Regenjas: paddestoelbeschrijving en teelt
Regenjassen zijn een groep paddestoelen die ongeveer 60 soorten verenigt. Ze vormen sporen niet op de platen en in de buizen, maar in de vruchtlichamen onder de schaal. Vandaar hun tweede naam - nutreviki. In de gerijpte paddestoel worden veel sporen gevormd, die worden gespoten wanneer de schaal wordt gebroken. Als je op een volwassen paddestoel stapt, explodeert deze met een kleine bom en spuit een sporenpoeder van donkerbruine kleur. Hiervoor wordt hij ook een stofafscheider genoemd.De meest voorkomende vormen zijn peervormige regenjas, gewone regenjas en stekelige regenjas. Ze groeien zowel in naald- als loofbossen, in weiden, op bosafval, op rotte boomstronken.
De paddestoel groeit op de merkbare snaren van het mycelium. De schaal is romig of wit met spikes. De pulp van jonge champignons is dicht, wit of grijsachtig, met een sterke geur; bij volwassen champignons is het donker. Sporenpoeder is donker olijfkleurig.
De pulp van een jonge regenjas is zo dicht dat het de pleister kan vervangen. Onder de schaal blijft het volledig steriel.

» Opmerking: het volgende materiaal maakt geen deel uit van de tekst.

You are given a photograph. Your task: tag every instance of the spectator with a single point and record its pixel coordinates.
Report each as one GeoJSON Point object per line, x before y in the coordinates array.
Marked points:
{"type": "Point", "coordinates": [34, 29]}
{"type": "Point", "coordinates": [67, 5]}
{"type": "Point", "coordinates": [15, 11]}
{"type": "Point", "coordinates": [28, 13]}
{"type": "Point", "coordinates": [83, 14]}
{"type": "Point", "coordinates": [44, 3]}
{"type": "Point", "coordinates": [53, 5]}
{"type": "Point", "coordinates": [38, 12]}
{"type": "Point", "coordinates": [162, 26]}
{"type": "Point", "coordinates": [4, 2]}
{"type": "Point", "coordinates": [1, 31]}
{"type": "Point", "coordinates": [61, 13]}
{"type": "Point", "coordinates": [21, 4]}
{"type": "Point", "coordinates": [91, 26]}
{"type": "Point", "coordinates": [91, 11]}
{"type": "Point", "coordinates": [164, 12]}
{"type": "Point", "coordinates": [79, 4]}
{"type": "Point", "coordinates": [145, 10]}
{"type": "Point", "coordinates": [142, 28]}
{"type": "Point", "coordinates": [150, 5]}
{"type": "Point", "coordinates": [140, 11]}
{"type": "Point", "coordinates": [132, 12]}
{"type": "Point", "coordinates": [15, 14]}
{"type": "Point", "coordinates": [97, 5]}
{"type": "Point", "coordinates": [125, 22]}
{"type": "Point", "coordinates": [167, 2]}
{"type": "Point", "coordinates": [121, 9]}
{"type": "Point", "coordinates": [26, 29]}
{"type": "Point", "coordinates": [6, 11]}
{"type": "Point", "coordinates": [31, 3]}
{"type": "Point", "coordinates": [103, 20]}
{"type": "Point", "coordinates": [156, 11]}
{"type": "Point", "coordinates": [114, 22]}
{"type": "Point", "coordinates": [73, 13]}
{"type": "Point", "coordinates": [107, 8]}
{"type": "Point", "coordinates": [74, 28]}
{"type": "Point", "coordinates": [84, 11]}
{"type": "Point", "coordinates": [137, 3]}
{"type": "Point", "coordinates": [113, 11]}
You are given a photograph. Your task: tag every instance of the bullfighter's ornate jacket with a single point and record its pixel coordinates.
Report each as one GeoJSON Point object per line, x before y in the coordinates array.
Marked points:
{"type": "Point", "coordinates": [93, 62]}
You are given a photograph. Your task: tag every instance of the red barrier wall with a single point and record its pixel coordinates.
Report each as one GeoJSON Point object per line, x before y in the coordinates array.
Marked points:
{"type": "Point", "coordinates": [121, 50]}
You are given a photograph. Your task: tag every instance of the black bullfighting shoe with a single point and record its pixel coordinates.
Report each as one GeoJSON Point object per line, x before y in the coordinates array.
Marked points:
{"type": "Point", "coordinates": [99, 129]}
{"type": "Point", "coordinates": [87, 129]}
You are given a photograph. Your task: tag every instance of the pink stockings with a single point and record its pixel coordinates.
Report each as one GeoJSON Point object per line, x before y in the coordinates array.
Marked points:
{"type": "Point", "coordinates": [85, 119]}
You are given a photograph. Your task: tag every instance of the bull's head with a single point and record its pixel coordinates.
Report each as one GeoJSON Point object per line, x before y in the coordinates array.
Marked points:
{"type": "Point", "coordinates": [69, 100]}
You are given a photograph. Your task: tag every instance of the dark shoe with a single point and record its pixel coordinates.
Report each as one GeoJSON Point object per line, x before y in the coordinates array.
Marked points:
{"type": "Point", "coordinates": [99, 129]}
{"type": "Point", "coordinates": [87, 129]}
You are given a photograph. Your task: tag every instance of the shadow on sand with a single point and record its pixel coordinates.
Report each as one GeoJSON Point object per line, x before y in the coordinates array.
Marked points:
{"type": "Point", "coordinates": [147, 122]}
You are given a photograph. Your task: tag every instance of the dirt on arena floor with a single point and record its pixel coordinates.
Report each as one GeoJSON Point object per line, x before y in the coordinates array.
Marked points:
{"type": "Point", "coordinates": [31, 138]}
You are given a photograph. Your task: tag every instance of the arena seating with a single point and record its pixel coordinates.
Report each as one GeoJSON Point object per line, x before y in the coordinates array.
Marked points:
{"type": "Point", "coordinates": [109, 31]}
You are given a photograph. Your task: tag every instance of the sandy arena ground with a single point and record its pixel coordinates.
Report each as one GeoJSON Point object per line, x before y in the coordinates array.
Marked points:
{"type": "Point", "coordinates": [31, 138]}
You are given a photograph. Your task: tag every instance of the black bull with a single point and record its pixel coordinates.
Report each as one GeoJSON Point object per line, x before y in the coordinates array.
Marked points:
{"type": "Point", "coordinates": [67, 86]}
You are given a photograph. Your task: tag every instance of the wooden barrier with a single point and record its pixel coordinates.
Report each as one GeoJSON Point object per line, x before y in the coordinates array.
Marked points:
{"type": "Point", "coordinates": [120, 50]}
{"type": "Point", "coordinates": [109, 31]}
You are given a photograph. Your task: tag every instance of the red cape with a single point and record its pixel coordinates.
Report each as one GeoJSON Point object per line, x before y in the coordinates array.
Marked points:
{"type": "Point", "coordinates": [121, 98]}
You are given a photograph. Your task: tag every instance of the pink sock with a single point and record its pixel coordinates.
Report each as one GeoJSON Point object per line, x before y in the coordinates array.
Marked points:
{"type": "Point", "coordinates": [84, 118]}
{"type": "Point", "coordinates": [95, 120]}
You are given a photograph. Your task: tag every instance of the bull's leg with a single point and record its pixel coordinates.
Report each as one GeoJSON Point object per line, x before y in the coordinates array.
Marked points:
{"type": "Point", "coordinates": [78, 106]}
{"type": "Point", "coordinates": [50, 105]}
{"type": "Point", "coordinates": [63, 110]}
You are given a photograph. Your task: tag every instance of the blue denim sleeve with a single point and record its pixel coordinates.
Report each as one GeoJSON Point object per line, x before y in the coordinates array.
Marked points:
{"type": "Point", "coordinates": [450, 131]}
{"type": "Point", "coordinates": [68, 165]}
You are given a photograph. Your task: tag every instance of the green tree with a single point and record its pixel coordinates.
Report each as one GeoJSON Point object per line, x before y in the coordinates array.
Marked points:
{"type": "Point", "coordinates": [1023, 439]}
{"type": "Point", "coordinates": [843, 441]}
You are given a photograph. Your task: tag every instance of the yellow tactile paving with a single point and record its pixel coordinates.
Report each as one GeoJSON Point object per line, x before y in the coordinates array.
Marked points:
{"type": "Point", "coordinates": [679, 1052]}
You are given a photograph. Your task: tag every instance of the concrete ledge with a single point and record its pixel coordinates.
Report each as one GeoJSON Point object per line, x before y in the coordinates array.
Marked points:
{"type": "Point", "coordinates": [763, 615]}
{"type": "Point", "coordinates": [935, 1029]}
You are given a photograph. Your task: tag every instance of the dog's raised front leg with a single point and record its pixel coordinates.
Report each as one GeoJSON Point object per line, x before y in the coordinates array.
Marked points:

Het fruitlichaam is peervormig, eivormig, rondvormig. De paddestoel wordt tot 10 cm lang en 6 cm in diameter. Er mag geen valse poot zijn.
Deze paddestoel is alleen eetbaar op jonge leeftijd, wanneer er nog geen sporen zijn gevormd en het vlees wit is. Het kan in verschillende gerechten worden gebruikt zonder vooraf te koken.
Selectie en voorbereiding van de site
Om paddenstoelen te kweken, moet u een site kiezen met dun gras, enigszins in de schaduw van bomen.
Het moet overeenkomen met de natuurlijke habitats van de paddestoelen.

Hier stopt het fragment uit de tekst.